A primary transcript is the initial RNA product that undergoes processing to become a mature mRNA molecule.

Question 52

What is RNA splicing? Where, in the cell, does it occur?

Answer 52

RNA splicing is the removal of introns from the primary transcript, occurring in the nucleus.

Question 53

What is a spliceosome?

Answer 53

A spliceosome is a complex of proteins and RNA that facilitates the splicing of introns from pre-mRNA.

Question 54

What type of archaeal genes contain 'introns' and how are these removed?

Answer 54

Some archaeal genes contain introns that are removed by splicing mechanisms similar to those in eukaryotes.

Question 55

What sequences are conserved at the 5' and 3' ends of an intron splice site (in eukaryotes)?

Answer 55

The conserved sequences are typically GU at the 5' end and AG at the 3' end of the intron.

Question 56

What is capping?

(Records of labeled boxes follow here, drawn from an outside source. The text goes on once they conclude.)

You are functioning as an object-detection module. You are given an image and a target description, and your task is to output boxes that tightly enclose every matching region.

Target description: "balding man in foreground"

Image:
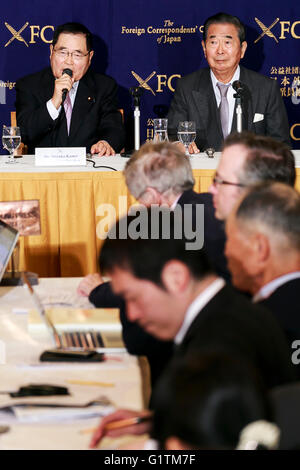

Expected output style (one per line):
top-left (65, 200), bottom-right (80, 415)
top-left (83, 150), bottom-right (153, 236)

top-left (92, 208), bottom-right (293, 446)
top-left (226, 183), bottom-right (300, 376)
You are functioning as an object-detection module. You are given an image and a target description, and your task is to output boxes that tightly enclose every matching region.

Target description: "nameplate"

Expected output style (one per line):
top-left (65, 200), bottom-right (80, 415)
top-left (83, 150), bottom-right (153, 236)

top-left (35, 147), bottom-right (86, 166)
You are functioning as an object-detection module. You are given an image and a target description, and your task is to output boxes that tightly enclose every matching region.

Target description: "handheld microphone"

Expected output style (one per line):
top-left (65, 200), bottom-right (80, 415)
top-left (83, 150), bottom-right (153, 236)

top-left (62, 69), bottom-right (73, 103)
top-left (232, 80), bottom-right (245, 95)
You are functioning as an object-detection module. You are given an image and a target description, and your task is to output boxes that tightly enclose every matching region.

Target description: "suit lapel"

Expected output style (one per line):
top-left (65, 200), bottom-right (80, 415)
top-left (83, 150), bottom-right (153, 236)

top-left (192, 69), bottom-right (223, 145)
top-left (38, 67), bottom-right (54, 103)
top-left (70, 72), bottom-right (96, 137)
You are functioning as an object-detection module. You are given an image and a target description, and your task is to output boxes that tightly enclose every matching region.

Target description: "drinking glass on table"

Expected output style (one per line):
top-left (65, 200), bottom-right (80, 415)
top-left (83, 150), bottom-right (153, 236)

top-left (2, 126), bottom-right (21, 163)
top-left (177, 121), bottom-right (196, 156)
top-left (153, 118), bottom-right (169, 143)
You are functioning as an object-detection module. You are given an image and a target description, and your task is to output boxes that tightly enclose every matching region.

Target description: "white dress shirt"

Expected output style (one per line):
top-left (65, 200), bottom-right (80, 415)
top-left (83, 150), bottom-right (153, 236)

top-left (174, 277), bottom-right (225, 345)
top-left (210, 65), bottom-right (240, 134)
top-left (253, 271), bottom-right (300, 302)
top-left (47, 80), bottom-right (79, 121)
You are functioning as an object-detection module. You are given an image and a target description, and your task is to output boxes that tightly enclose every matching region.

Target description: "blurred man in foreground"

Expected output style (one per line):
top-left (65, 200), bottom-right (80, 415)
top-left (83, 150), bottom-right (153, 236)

top-left (226, 183), bottom-right (300, 372)
top-left (91, 208), bottom-right (293, 446)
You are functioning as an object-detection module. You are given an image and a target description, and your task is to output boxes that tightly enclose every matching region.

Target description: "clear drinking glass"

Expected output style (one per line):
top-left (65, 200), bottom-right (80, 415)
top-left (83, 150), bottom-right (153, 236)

top-left (153, 118), bottom-right (169, 143)
top-left (2, 126), bottom-right (21, 163)
top-left (177, 121), bottom-right (196, 156)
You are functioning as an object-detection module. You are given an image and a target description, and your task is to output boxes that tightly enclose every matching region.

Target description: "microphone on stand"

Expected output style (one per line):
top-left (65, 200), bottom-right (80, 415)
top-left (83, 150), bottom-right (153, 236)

top-left (61, 69), bottom-right (73, 104)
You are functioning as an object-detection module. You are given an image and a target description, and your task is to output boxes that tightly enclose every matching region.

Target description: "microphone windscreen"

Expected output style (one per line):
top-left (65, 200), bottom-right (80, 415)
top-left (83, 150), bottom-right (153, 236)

top-left (62, 69), bottom-right (73, 78)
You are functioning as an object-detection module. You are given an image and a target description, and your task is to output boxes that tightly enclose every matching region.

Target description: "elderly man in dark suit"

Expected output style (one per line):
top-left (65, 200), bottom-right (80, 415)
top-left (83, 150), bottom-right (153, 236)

top-left (92, 207), bottom-right (293, 445)
top-left (16, 23), bottom-right (124, 156)
top-left (226, 183), bottom-right (300, 375)
top-left (168, 13), bottom-right (289, 153)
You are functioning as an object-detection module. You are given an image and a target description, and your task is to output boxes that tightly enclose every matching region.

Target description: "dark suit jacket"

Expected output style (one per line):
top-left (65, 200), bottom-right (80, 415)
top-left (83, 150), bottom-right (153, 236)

top-left (259, 278), bottom-right (300, 379)
top-left (168, 67), bottom-right (290, 151)
top-left (174, 286), bottom-right (295, 388)
top-left (16, 67), bottom-right (125, 153)
top-left (89, 190), bottom-right (229, 383)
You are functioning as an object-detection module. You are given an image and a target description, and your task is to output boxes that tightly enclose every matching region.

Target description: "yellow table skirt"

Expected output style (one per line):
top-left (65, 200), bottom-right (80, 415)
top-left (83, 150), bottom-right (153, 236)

top-left (0, 169), bottom-right (300, 277)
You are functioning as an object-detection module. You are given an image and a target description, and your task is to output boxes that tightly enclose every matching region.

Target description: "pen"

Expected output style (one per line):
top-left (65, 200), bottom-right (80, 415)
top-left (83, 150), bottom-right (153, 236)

top-left (104, 415), bottom-right (152, 430)
top-left (80, 415), bottom-right (152, 434)
top-left (67, 380), bottom-right (115, 387)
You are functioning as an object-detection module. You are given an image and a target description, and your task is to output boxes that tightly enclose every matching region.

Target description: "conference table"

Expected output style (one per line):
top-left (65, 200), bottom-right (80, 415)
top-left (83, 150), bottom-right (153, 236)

top-left (0, 278), bottom-right (145, 450)
top-left (0, 150), bottom-right (300, 277)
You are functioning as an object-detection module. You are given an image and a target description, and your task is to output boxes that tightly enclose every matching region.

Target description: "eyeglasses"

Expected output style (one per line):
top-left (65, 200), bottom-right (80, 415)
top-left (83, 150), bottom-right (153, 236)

top-left (212, 175), bottom-right (246, 188)
top-left (53, 49), bottom-right (91, 62)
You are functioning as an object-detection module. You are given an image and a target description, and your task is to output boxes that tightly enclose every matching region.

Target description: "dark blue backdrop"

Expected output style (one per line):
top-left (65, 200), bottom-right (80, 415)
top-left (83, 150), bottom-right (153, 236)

top-left (0, 0), bottom-right (300, 148)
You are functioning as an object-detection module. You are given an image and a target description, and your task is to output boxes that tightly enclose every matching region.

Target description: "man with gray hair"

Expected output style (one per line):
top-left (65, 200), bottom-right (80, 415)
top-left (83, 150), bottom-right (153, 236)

top-left (225, 183), bottom-right (300, 376)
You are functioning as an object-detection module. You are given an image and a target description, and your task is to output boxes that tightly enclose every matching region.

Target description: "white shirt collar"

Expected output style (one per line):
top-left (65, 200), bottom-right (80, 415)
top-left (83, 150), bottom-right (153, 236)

top-left (174, 277), bottom-right (225, 344)
top-left (253, 271), bottom-right (300, 302)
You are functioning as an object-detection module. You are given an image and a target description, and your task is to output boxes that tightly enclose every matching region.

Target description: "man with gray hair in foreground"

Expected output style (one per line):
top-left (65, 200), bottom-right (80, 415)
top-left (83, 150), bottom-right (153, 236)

top-left (225, 183), bottom-right (300, 374)
top-left (209, 131), bottom-right (296, 220)
top-left (78, 142), bottom-right (228, 383)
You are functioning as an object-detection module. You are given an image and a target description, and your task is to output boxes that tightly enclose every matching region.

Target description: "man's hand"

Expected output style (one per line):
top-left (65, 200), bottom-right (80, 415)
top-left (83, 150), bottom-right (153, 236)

top-left (174, 142), bottom-right (200, 155)
top-left (51, 73), bottom-right (74, 109)
top-left (90, 410), bottom-right (152, 449)
top-left (91, 140), bottom-right (116, 157)
top-left (77, 273), bottom-right (103, 297)
top-left (189, 142), bottom-right (200, 154)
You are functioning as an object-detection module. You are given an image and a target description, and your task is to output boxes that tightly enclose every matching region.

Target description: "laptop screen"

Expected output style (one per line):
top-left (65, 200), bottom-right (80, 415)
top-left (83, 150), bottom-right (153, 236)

top-left (0, 220), bottom-right (19, 281)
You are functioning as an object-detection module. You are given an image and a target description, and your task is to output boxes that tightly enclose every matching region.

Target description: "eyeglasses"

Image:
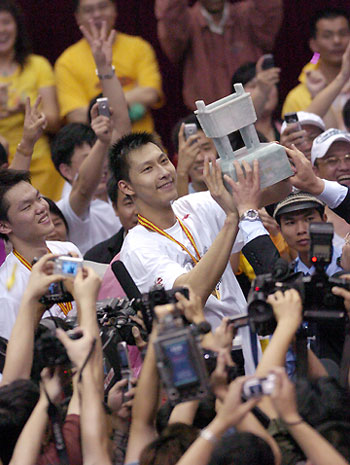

When and where (in the cell) does this occur during eukaryotic mRNA processing?

Answer 56

Capping is the addition of a modified guanine nucleotide to the 5' end of mRNA, occurring in the nucleus shortly after transcription begins.

Question 57

What is the function of the 5' cap?

Answer 57

The 5' cap protects mRNA from degradation and assists in ribosome binding during translation.

Question 58

What is polyadenylation?

Answer 58

Polyadenylation is the addition of a poly-A tail to the 3' end of mRNA, which enhances stability and facilitates export from the nucleus.

Question 59

What is the function of the poly-A tail?

Answer 59

The poly-A tail increases mRNA stability and aids in the regulation of translation.